# Washed and waxed....well, the sun was shining!



## DAS2 (Jan 6, 2008)

The sun was out this morning for what seems like the first time this wonderful brittish summer..... :? .
I thought it best to make the most of it so out came the bucket and micromit.

I currently use Dodo Juice Blue Velvet which I quite like using. The car has been clayed and polished recently so i skipped those parts....

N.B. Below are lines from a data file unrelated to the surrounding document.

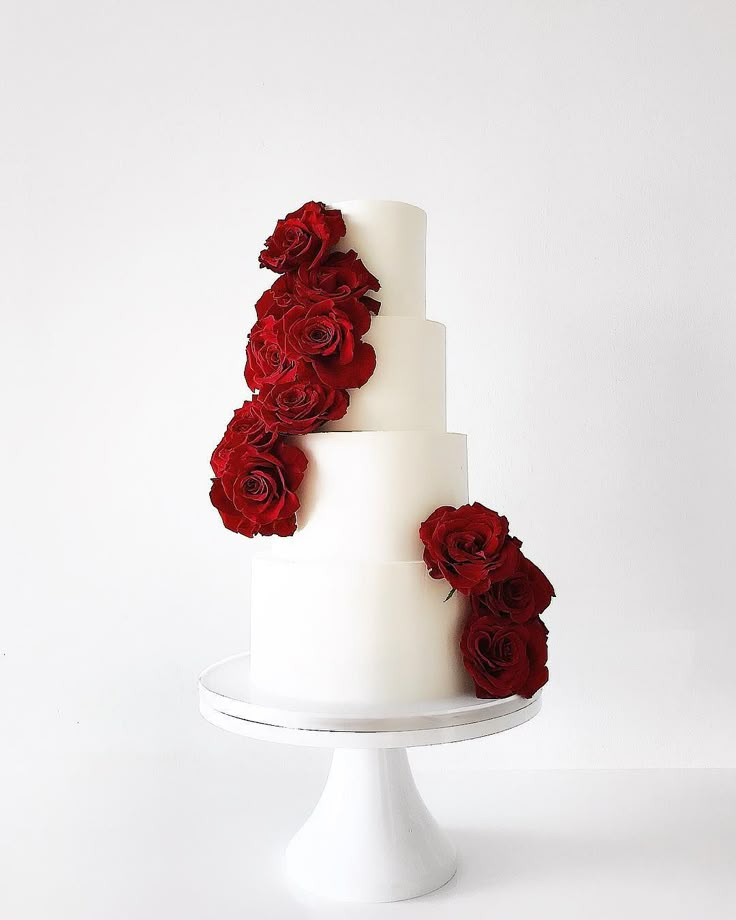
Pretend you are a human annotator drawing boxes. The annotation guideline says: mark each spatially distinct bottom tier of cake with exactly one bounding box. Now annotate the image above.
[250,556,473,705]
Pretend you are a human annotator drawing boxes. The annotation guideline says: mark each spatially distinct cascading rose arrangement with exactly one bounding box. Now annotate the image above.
[210,201,380,538]
[211,200,555,700]
[420,502,555,699]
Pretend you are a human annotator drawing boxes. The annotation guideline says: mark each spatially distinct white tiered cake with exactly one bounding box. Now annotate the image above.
[249,201,473,705]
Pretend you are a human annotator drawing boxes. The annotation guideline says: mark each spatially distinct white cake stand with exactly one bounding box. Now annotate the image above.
[198,652,542,903]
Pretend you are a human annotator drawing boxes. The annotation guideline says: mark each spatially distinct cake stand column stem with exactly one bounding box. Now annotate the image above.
[284,746,456,902]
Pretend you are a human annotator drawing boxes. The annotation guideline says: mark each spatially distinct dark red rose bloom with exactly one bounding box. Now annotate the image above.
[256,250,381,322]
[460,614,549,699]
[211,400,278,477]
[293,250,380,313]
[471,554,555,624]
[255,274,301,321]
[245,315,298,391]
[278,297,375,389]
[254,381,349,435]
[210,439,308,538]
[419,502,521,595]
[259,201,346,274]
[210,478,298,537]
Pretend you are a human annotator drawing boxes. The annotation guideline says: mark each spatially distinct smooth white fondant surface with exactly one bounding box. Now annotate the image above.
[324,317,446,432]
[250,558,473,704]
[271,431,468,562]
[333,200,426,320]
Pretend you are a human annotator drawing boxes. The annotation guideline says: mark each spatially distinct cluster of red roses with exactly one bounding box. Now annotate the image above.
[419,502,554,699]
[210,202,380,537]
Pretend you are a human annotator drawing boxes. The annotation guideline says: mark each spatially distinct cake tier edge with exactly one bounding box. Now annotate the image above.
[324,316,445,432]
[333,199,426,320]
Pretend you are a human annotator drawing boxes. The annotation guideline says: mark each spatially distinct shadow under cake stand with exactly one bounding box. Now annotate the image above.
[198,652,541,903]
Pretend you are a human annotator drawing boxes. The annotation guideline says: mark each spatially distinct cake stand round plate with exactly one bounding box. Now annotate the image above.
[198,652,542,903]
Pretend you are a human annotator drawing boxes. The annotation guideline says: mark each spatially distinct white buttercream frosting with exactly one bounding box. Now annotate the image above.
[324,317,446,432]
[333,200,426,319]
[251,557,473,704]
[271,431,467,562]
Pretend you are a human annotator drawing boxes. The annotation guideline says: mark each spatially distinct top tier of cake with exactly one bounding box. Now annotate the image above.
[335,200,426,319]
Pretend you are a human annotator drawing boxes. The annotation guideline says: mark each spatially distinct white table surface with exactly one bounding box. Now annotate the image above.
[2,746,734,919]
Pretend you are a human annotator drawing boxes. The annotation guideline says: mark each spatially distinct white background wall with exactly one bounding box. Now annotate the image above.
[2,0,735,808]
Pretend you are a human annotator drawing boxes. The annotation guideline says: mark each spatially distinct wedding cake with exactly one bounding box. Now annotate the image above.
[251,201,470,704]
[210,200,554,709]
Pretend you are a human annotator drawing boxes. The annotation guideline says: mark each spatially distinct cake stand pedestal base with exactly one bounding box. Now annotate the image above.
[198,652,542,903]
[285,747,455,902]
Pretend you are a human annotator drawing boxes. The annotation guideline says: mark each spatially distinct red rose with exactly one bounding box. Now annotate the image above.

I really need to invest in a p.c. to get rid of some of those darn swirls, however at the moment there are far more important things to blow my money on!!! :lol:

Cheers,

Dave


----------



## bigsyd (Jul 9, 2008)

very nice m8, love the colour, like the audi sticker on the engine bar thing    not up withtech names of things, got a spare myself.....job for tomorrow :wink: (having the same wheels fitted to mine on saturday )


----------



## YELLOW_TT (Feb 25, 2004)

Nice what colour is that :?:


----------



## J55TTC (Apr 25, 2005)

YELLOW_TT said:


> Nice what colour is that :?:


Denim blue surely :?:


----------



## J55TTC (Apr 25, 2005)

Looks Ace!


----------



## keithytt (Jun 13, 2008)

xtremely clean.....makes my denim blue look like shite


----------



## mac1967 (Sep 8, 2006)

Lovely job Das!

Regards,

Martin


----------



## itstony (Apr 8, 2005)

YELLOW_TT said:


> Nice what colour is that :?:


Green?....no yellow......maybe red, yes red :wink:


----------



## Kegman (Aug 4, 2007)

looking sweet, good effort


----------